C 22:00 до 02:00 ведутся технические работы, сайт доступен только для чтения, добавление новых материалов и управление страницами временно отключено

Расплата

               
     Капитан Салтыков, командир батальона учебного полка, как-то был вынужден в сердцах сказать, что о реальной защите чести и достоинства офицера можно говорить только в прошедшем времени. – В стародавние времена офицеры щепетильно относились к этому понятию. Теперь о нём лишь дежурно поминают в судебниках, да разглагольствуют с высоких трибун. Стало всё проще – без всяких там антимоний. Унижение достоинства, задетая честь – очень уж высокопарно для уха нынешнего офицера. Если в армии и происходит что-то подобное по сути, то за этим может последовать – и то не всегда – обычный мордобой или продолжительная судебная тяжба, – рассуждал Салтыков.
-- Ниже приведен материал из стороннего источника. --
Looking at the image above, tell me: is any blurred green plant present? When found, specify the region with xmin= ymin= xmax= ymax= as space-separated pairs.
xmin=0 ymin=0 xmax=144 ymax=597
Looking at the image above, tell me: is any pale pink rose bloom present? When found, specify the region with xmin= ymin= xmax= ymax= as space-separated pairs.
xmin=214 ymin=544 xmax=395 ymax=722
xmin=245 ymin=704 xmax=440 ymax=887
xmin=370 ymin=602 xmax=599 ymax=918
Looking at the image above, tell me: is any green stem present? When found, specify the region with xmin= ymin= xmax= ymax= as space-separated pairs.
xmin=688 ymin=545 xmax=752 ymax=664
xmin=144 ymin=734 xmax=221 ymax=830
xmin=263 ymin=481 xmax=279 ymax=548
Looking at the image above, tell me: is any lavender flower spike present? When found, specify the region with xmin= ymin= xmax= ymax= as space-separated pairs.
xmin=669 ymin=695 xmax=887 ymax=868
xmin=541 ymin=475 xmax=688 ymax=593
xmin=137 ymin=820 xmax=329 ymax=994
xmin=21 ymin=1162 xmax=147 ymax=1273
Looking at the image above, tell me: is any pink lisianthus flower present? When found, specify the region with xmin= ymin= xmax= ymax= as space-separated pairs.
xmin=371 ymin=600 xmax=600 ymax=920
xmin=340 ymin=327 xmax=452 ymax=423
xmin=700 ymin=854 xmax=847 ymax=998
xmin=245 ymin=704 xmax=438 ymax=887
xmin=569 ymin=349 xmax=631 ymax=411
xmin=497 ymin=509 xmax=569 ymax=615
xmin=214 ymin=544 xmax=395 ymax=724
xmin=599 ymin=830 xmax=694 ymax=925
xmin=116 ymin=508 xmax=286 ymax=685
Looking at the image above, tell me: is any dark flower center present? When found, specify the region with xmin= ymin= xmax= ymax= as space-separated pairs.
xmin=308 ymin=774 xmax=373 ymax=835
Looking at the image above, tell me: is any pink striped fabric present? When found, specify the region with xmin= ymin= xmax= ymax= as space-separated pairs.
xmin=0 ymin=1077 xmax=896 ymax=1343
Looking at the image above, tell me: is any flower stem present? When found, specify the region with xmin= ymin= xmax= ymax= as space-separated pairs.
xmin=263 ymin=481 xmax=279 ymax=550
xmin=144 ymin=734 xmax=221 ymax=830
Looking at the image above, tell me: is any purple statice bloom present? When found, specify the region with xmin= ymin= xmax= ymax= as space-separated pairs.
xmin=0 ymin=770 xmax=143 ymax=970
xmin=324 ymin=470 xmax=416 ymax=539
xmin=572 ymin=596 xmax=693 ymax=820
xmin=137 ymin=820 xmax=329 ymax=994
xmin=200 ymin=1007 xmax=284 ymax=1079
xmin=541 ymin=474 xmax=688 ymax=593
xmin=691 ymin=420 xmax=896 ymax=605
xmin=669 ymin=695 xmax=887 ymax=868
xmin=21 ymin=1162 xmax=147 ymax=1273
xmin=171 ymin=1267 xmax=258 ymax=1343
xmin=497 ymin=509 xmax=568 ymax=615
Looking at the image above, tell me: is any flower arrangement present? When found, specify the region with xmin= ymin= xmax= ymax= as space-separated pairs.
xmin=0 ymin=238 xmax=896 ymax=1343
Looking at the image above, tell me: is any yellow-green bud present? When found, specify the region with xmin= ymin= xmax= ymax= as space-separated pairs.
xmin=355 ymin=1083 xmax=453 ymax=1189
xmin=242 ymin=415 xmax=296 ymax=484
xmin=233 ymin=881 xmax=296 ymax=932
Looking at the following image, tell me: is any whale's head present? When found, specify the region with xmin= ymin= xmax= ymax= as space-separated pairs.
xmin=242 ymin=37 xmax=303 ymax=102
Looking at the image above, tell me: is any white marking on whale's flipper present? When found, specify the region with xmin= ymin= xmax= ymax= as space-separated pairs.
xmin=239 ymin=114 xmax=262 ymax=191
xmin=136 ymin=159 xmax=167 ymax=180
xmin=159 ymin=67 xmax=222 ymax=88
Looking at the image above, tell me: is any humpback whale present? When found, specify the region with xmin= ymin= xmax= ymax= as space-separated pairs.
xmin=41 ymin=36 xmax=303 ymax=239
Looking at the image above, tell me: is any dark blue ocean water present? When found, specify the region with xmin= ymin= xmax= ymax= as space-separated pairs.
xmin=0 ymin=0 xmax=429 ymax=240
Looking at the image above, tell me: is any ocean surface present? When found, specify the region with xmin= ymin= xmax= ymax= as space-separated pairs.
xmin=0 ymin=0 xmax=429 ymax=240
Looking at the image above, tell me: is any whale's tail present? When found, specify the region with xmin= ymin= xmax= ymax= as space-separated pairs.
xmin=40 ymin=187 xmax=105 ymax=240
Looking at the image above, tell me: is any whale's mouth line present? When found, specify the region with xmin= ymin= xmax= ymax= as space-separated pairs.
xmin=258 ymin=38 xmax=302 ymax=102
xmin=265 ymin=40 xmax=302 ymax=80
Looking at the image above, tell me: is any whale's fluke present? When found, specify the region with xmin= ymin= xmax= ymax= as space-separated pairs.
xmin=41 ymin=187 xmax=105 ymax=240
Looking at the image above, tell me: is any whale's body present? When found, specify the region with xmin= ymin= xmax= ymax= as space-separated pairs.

     Представления капитана по этому поводу подтвердила его последняя встреча со своим непосредственным начальником – командиром части полковником Куликовым. Тот проявлял к капитану неравнодушное внимание. Возможно, по той причине, что прибыл Салтыков в полк из столицы, к тому же с серьёзным служебным повышением: на должность подполковника, – расстроив своим появлением план Куликова «протащить» на это место «своего человечка». Таких столичных «выскочек» в далёких от центра гарнизонах не очень-то жаловали. Так что полковник, кругозор и интересы которого не выходили за рамки узкопрофессиональных обязанностей и задач, и которого знавшие его коллеги называли между собой не иначе как солдафоном, частенько искал повод, чтобы продемонстрировать свою неприязнь к «столичной креатуре», как он взял за правило называть Салтыкова за глаза.

     Куликов мог бы, наверное, и поосторожничать и не третировать так откровенно выходца из столицы: ведь неизвестно, кто стоял за его назначением!? Тем более, что сам он занял нынешнее место тоже по протекции, а отнюдь не за успехи в боевой и политической подготовке или за героизм в какой-то зарубежной военной кампании. Полковник знал – Салтыков был протеже не очень крупного столичного военного чиновника, которого он мог не опасаться, устраивая капитану настоящую обструкцию, а то и вовсе публичную порку за малейшие промахи по службе. Будучи же подшофе, в состоянии которого он находился отнюдь не один день в неделю, мог и вовсе опускаться до прямых и грязных оскорблений в его адрес. В таких случаях вызывал жертву к себе в служебный кабинет, видимо, всё же опасаясь огласки своего поведения, явно недостойного его звания и положения.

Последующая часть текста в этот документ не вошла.